Musica e pandemia, il Locomotiv Club guarda avanti: "Musica in streaming, a maggio speriamo anche live"

La pandemia ha tagliato di netto le gambe al locale: su 150 concerti programmati per tutto l'anno, ne hanno fatto uno in sala

Un passaporto vaccinale per partecipare a concerti e grandi eventi? "Non so se sarà la scelta giusta, ma se dovesse esserlo, ben venga. Per noi quello che è importante è rimetterci in moto". A farci un pensiero, pur di poter ripartire con la musica dal vivo, è Michele Giuliani, co-fondatore dell'associazione Locomotiv Club, che a Bologna gestisce l'omonimo circolo culturale in via Sebastiano Serlio, tra sala concerti, organizzazione di festival e, da poche settimane, anche sala di registrazione.

Un nuovo studio di registrazione: "Era il nostro sogno da tempo. Poi è arrivato il Covid..."

"Tutto ciò che può essere utile a mettere in moto il settore produttivo è ben accetto", spiega Giuliani alla 'Dire', intervistato nel 'suo' nuovo studio di registrazione che si trova esattamente al piano di sopra rispetto al palco dove, in un mondo senza coronavirus, si alternano band, cantanti e dj in base alla programmazione di uno dei locali più in voga, a Bologna e in gran parte del nord Italia, per i cultori della musica indie, alternative, rock, e non solo. "Questo - dice Giuliani indicando il mixer- è quello che abbiamo usato per cinque anni in sala al Locomotiv. Il progetto dello studio ha richiesto molto impegno e sforzi economici importantissimi.

Era il nostro sogno da molto tempo, gia' da prima del Covid e poi...". E poi, e' arrivata l'emergenza sanitaria. La pandemia ha tagliato di netto le gambe al locale: su 150 concerti programmati per tutto l'anno, ne hanno fatto uno in sala. "Quest'estate però siamo riusciti a suonare dal vivo per 30 serate grazie agli spazi dell'arena Puccini, organizzando due manifestazioni, 'Sunshine Superheroes' e 'Tutto molto bello', riuscendo ad accogliere 400 persone alla volta, rispettando le norme di sicurezza", spiega Gabriele Ciampichetti, un altro tra i fondatori del club.

"Speravamo di poter lavorare con le regole dell'estate e invece niente concerti"

"Speravamo di poter lavorare con le stesse regole dell'estate anche questo inverno. Come vedi - dice Ciampichetti indicando una sala con tante sedie in fila- qui avevamo allestito tutto per avere una capienza di circa 100 persone, ma con il Dpcm di ottobre non è stato possibile fare nulla".

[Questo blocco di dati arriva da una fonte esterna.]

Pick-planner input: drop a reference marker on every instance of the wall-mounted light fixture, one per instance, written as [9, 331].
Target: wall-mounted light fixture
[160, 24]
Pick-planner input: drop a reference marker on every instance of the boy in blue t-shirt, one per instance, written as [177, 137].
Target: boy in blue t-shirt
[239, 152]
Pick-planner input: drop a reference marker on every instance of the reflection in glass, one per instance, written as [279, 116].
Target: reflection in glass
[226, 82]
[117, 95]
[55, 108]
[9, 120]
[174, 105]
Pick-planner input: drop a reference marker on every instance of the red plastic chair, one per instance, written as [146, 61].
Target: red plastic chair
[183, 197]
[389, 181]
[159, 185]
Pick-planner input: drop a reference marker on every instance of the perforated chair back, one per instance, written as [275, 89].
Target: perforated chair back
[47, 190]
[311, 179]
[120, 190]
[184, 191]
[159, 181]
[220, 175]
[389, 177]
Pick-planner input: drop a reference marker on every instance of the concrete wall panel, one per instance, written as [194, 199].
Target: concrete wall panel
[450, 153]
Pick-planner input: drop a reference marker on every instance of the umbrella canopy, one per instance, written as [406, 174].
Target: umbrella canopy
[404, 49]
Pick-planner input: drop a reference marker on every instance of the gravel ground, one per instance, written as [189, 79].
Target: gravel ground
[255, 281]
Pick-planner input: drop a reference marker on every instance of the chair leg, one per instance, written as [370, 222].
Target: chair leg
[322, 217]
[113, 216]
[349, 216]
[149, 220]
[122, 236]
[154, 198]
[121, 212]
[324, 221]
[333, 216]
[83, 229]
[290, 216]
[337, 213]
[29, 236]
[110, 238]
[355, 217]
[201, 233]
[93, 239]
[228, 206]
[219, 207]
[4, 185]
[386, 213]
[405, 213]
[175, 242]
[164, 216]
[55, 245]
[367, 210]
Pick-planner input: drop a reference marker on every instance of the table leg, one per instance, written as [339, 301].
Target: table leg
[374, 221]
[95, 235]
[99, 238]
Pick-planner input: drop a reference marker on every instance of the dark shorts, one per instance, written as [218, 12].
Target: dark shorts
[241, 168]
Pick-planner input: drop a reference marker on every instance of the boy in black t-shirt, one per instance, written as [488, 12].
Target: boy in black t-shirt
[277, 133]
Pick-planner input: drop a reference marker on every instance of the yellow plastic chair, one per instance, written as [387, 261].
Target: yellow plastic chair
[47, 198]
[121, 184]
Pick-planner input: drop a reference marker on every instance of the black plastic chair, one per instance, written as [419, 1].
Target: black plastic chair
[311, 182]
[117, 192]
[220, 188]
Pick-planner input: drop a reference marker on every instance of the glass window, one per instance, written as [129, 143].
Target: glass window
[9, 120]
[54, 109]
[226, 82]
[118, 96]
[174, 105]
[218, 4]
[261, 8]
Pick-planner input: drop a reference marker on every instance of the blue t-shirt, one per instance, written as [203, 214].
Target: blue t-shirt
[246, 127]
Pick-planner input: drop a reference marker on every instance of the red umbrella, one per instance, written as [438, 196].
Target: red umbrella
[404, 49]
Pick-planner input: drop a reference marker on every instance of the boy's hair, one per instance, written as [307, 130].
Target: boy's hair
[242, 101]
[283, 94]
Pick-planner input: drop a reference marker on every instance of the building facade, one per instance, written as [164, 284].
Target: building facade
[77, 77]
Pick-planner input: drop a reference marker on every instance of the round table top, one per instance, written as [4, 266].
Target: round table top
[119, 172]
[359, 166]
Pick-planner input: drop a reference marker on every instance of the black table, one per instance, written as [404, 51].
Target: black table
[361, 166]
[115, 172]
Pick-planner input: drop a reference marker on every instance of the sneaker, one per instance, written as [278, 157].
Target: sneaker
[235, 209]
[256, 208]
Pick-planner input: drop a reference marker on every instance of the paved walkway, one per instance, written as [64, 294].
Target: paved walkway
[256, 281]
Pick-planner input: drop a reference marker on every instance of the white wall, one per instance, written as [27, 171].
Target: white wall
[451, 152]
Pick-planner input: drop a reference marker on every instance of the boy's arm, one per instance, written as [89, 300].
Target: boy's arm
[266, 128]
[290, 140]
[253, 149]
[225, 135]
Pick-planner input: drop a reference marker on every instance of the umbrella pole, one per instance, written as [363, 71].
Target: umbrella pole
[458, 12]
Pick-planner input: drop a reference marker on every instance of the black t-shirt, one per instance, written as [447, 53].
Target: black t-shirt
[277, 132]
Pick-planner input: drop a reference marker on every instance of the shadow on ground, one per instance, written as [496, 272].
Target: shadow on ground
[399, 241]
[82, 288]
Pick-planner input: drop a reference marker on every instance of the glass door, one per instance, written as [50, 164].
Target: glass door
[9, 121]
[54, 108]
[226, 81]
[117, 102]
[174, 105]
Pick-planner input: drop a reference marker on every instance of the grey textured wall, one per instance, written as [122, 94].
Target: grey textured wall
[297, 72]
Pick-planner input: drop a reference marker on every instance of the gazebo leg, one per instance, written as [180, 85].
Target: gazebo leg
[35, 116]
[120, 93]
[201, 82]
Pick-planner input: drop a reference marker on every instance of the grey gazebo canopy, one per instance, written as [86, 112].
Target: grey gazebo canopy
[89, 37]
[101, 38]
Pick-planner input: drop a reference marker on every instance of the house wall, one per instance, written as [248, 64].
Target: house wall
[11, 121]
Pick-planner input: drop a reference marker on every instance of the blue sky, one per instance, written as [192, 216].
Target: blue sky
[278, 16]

Lo staff del Locomotiv però, nonostante "i ristori non fossero assolutamente sufficienti", non si è dato per vinto e si è candidato al bando Incredibol! del Comune di Bologna, che finanzia progetti d'impresa in ambito culturale. Con la vittoria in tasca, il club ha implementato lo studio di registrazione, aggiungendo anche l'apparato necessario per la registrazione video e lo streaming in diretta. Gli amanti dei concerti del Locomotiv dunque non devono temere: "Abbiamo intenzione di partire il prima possibile", annunciano i co-fondatori', raccontando del futuro del locale proprio mentre stanno montando sul palco le nuove attrezzature.

Mentre i papabili nomi degli artisti in scaletta rimangono riservati, Ciampichetti e Giuliani anticipano che maggio, coronavirus permettendo, sarò il mese in cui auspicano di poter tornare a fare musica "in streaming, ma soprattutto dal vivo" anche perche' per quanto possa aiutare, un live dietro lo schermo di un computer "non puo' sostituire l'esperienza di un concerto dal vivo, ma crediamo che possa essere una delle strade alternative per nuovi modi di fruizione".